There is another curious international dimension involved in the Charleston attack, according to Dr. Horne. “Let me also mention this Rhodesian connection, I’m sure you’ve seen the photos of the suspect with the flags of both apartheid South Africa and the late regime of Southern Rhodesia—now known as Zimbabwe of course,” he said.

“You may know I wrote a book on the connections between the United States and the war against the African majority, during the time of the Rhodesian era, that is to say from 1965-1980 and what was striking was the remarkable number of Euro-American men who traveled all the way to Southern Africa to try to keep white supremacy.

“Now that’s nothing new, because if you look at beginnings of the (Rhodesian) colony, as I point out in the book—that is to say the late 19th Century—you’ll find that Euro-American men were in the forefront of establishing that colony.

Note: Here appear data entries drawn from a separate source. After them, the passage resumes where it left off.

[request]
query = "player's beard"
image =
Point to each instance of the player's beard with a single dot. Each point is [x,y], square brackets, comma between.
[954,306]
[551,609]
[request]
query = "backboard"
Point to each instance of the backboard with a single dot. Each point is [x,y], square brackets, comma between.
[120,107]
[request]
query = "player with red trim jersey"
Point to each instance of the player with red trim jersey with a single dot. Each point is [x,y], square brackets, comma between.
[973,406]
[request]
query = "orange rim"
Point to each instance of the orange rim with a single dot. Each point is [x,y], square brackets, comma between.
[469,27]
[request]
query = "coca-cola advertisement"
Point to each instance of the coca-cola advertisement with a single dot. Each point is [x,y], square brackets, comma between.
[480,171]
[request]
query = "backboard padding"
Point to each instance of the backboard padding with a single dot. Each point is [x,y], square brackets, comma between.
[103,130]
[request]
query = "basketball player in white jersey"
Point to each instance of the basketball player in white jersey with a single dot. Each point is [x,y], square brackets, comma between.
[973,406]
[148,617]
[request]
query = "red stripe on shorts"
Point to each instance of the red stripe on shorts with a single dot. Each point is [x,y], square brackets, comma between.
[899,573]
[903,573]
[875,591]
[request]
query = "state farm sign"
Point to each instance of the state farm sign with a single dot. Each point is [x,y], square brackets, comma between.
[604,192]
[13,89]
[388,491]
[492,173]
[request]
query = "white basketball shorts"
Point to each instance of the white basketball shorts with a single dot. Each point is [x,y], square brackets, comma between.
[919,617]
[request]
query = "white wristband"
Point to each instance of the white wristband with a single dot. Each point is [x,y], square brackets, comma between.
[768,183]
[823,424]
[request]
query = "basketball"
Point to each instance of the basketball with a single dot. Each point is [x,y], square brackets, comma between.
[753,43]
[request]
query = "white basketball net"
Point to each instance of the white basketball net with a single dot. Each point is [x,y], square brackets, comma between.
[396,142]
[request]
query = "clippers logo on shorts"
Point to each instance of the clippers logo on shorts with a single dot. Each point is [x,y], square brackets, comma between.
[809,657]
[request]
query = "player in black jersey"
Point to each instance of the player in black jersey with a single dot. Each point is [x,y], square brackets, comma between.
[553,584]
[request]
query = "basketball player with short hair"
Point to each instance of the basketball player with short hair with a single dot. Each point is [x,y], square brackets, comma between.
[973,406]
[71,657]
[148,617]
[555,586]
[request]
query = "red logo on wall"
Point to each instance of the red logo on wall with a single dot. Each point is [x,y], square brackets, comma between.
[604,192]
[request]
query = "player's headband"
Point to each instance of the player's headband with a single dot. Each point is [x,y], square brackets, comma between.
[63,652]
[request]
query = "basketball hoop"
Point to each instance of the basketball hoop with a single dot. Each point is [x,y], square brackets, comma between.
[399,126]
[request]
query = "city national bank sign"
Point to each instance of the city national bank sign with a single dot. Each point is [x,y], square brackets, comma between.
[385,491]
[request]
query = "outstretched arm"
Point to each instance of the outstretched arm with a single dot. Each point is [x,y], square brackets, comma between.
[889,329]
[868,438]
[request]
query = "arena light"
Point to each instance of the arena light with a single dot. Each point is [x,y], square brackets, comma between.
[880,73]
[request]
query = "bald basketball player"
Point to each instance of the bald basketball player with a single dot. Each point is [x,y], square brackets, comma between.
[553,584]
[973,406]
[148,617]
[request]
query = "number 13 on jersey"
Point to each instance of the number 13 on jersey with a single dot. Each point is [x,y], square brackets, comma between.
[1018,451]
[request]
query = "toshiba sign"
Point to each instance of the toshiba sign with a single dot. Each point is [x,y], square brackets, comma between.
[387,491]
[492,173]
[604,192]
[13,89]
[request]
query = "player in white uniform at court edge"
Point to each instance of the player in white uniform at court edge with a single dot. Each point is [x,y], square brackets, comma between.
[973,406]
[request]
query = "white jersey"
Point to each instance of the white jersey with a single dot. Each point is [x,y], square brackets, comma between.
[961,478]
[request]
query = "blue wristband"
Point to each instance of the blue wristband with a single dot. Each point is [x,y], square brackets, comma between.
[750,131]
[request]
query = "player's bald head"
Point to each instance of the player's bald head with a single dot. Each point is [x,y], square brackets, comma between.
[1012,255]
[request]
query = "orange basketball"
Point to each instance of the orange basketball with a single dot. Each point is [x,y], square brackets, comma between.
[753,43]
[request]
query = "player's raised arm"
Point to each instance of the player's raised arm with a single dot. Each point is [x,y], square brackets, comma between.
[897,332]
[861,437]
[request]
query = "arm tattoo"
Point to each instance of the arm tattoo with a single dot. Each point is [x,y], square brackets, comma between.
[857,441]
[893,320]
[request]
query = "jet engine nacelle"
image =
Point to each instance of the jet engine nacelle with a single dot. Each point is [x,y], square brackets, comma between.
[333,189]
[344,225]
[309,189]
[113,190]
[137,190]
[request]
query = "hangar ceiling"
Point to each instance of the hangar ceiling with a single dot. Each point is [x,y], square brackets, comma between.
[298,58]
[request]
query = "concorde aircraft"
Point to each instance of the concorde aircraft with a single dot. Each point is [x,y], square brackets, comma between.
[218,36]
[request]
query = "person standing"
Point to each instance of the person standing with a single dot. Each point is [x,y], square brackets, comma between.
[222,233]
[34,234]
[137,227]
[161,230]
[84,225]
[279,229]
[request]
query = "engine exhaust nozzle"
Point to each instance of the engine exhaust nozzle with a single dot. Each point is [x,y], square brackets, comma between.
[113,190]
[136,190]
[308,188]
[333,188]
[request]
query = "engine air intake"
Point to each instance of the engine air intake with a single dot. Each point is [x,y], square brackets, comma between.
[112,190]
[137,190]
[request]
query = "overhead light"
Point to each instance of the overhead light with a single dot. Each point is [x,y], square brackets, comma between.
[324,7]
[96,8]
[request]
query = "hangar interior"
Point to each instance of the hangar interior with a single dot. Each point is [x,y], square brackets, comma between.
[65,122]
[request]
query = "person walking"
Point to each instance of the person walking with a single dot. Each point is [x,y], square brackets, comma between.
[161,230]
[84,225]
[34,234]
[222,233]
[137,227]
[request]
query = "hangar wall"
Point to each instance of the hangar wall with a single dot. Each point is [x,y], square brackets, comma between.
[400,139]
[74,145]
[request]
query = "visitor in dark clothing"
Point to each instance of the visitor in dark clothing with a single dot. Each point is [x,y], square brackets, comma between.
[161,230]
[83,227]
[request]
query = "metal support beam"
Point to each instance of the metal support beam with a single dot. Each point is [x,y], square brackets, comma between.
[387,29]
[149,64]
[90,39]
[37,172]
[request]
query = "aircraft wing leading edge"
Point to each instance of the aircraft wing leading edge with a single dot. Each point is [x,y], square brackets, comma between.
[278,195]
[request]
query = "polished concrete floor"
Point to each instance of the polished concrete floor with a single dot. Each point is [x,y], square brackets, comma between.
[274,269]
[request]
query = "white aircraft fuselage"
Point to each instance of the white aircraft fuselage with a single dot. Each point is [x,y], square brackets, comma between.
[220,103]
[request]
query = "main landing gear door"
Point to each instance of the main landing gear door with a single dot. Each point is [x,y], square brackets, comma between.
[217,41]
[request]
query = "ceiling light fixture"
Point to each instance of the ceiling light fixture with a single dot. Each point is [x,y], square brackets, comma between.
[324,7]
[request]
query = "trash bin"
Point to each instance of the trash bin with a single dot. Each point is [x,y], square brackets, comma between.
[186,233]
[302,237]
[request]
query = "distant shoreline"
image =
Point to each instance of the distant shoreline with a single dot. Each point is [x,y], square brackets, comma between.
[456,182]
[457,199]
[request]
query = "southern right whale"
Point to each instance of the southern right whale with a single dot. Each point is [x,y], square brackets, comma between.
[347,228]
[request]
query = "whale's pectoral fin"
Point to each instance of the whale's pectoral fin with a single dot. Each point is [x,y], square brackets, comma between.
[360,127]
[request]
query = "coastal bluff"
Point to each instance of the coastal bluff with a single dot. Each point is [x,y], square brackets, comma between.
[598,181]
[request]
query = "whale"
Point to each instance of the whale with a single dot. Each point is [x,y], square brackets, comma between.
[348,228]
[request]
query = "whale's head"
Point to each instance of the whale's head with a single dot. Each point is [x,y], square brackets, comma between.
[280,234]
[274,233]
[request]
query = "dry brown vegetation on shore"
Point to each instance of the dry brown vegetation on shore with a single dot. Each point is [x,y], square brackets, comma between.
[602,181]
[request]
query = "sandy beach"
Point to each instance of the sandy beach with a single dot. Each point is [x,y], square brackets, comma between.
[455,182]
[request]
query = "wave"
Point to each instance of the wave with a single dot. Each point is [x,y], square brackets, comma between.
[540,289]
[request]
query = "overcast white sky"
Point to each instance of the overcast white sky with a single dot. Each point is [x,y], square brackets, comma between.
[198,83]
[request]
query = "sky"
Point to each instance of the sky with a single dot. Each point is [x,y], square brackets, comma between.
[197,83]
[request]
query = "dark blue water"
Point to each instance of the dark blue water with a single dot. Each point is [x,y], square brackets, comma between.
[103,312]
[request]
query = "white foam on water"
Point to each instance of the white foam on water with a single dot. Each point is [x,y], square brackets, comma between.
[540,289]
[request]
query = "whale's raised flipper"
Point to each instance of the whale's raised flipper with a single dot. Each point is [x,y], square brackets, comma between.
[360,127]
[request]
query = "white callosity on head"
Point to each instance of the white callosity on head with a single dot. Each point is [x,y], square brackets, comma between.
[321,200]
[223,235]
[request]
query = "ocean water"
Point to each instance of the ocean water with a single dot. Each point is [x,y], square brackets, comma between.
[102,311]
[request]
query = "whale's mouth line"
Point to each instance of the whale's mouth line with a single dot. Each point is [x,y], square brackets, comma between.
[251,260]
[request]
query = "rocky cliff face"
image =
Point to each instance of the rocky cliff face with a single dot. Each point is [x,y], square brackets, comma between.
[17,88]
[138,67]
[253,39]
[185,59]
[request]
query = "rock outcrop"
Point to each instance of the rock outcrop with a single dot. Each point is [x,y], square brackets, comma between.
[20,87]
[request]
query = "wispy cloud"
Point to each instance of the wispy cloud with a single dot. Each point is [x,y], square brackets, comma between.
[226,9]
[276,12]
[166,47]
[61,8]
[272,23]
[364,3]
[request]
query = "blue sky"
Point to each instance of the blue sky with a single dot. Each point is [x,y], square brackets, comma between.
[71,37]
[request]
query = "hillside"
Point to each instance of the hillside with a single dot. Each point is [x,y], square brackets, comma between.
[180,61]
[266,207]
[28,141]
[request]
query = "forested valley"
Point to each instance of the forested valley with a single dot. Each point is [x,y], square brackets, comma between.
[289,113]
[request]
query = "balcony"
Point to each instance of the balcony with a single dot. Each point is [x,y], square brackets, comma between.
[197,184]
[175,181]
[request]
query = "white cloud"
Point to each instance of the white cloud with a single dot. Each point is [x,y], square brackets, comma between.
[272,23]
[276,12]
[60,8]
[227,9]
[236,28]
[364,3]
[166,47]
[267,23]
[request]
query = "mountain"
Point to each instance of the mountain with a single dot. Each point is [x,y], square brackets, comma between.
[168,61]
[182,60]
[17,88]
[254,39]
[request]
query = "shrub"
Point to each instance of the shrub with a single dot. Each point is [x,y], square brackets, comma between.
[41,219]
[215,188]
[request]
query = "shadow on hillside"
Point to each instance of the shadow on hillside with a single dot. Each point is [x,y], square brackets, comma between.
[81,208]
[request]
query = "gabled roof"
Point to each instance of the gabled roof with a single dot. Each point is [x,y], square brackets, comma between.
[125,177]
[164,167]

And in fact, as I said in my book on Kenya, the same holds true on colonial Kenya.

“That is to say that Euro-American men were in the forefront of going to Kenya to repress Africans, and therefore it should not be overly surprising that this suspect, his Website as it has just been revealed, was ‘The Last Rhodesian.’ And I think that’s something that should really be taken seriously,” Dr. Horne pointed out.

In addition, he and many others question how this suspect—Dylan Roof—a 21-year-old ninth grade dropout, could have become so “sophisticated” in subtle anti-Black history without mentors and coaches. Authorities and media pundits however, have rushed to label Mr. Roof as a possibly mentally unbalanced, “lone-wolf” psychopath, rather than as a possible “mule” or a hired assassin by some sort of network of race-haters.

“I find it hard to believe that this person, as he has been portrayed, is a lone-wolf-terrorist,” Dr. Horne concluded. “I have to believe there are many more like him. It’s just like when you go in the kitchen and you see one roach, you better believe there are other roaches, they’re just hiding. That’s how I interpret this current suspect.”